Other commentators say that, by effectively reducing the money supply, quantitative tightening has amplified the impact of rising rates throughout the economy.
The New York Times’ Jeff Sommer writes that the Fed’s current tightening program hasn’t made much of a dent in its balance sheet, which currently has assets of $8.4 trillion. Continuing at this slow pace of securities sales, it would take two years to reach the $6 trillion range.
The effects of slowing growth, increased unemployment and reduced inflation are hard to calculate, but Solomon Tadesse, the head of North American Quantitative Equity Strategies for Société Générale, estimates that a $2T reduction would be roughly equivalent to adding 2.4 percentage points to the federal funds rate. “It would have a serious impact,” he told Jeff Sommer.
What kind of impact? “If the Fed keeps tightening,” Sommer writes, “it will have to remain a behind-the-scenes giant in the mortgage market for many years — or sell large quantities of securities at a loss. Such sales would risk a new market debacle that could make mortgage rates soar further, adding to the damage in the housing and construction and real estate industries.”
“Of course, the Fed could abandon rate increases and quantitative tightening. That would mean an end to the Fed’s inflation fighting, and was unthinkable a short time ago. But it could happen if banking problems escalate and a recession is evident.”
The Fed’s QT program has contributed to the US regional banking crisis and to the high mortgage rates that have made it difficult for ordinary Americans and Canadians to afford homes.
Silicon Valley Bank failed because it took on too much duration risk, essentially, investing too many deposits in long-term Treasury bonds and mortgage-backed securities, which paid higher interest than short-term securities.
This was fine when interest rates were low, but when they went up quickly and by a lot, bond prices crashed. Over the past year, the US bond market has fallen over 18%, as interest rates rose from 0% to 5%. That kind of rise is unprecedented.
When SVB depositors started withdrawing their cash, the bank had no choice but to sell its long-term bonds at a loss. When news of that hit social media, depositors panicked, triggering a bank run.
How many other small US regional banks are at risk of default?
To paraphrase Warren Buffet, “it’s only when the tide goes out that you can see who’s swimming naked.”
Many American bank customers aren’t taking any chances. During the first quarter of 2023, investors dumped $508 billion into cash funds, with more than $100 billion going into the money markets, which pay higher interest.
According to a report form Bank of America, during Q1 2023 investors dumped $508 billion into cash funds.
Nouriel Roubini says most US banks are technically near insolvency, and hundreds are already fully insolvent.

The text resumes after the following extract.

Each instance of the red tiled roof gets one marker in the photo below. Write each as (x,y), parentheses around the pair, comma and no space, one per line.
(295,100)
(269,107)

Could it happen to the Fed?
For the first time ever, last September, it was reported the Fed lost money, almost 3/4 of a trillion dollars on mark to market.
That’s a result of the plummeting prices of the Fed’s government bonds and mortgage-backed securities.
The Fed’s loss at the end of the second quarter was 17 times its total capital, making it deeply insolvent on a mark to market basis. If the Fed was a regional bank it would have been closed and taken over.
Of course, the Fed will never go bust. If it needs to intervene in the bond market, like the Bank of England did, it can just print money to buy government bonds being dumped by failing banks.
But many including myself are increasingly calling for the Fed to pause its inflation-fighting interest rate hikes because of the current banking sector chaos. To be clear, the Fed must pivot; there is no alternative.
Is it any wonder that gold shot to within $50 of its all-time high on Tuesday, breaking $2,000 as the dollar and bond yields fell?
It’s not likely the Fed will raise another .25% May. If they do it’ll be the last raise and they will pause over the summer. The dollar will weaken and precious, industrial and battery metals will soar in price.